The Calgary-based oil and gas explorer said its board approved the plan with Odyssey Trust Company appointed as rights agent, effective 9 January 2026. The company stressed that the decision was not triggered by any specific takeover proposal or attempt to acquire control.
Under the plan, the board and shareholders would be afforded additional time to properly evaluate any unsolicited bid, assess strategic alternatives that could enhance value, and ensure that all shareholders are treated fairly and receive full and fair value should a transaction emerge.
The shareholder rights plan has been conditionally accepted by the TSX Venture Exchange, subject to ratification by shareholders at ReconAfrica’s annual general meeting, expected to be held around 19 February 2026.
If approved, the plan is likely to remain in effect for an initial period of three years following formal shareholder ratification.
ReconAfrica is best known in Namibia for its exploration activities in the Kavango Rift Basin and the broader Damara Fold Belt, where it holds petroleum licences covering roughly 13 million contiguous acres across northeastern Namibia, southeastern Angola and northwestern Botswana.
The company has also expanded its African footprint offshore through operations on the Ngulu block in shallow waters off Gabon.

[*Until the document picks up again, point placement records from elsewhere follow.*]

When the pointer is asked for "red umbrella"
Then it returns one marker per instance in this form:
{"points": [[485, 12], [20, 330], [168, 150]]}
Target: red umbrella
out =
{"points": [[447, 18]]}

Exploration in the Kavango Basin has attracted both investor attention and public scrutiny over environmental and community considerations, placing the company under sustained regulatory and stakeholder focus as it advances its frontier exploration strategy.
ReconAfrica has said it applies international environmental and social best-practice standards and aims to minimise habitat disturbance across its licence areas.
A copy of the shareholder rights plan has been filed on SEDAR+ and published on the company’s website.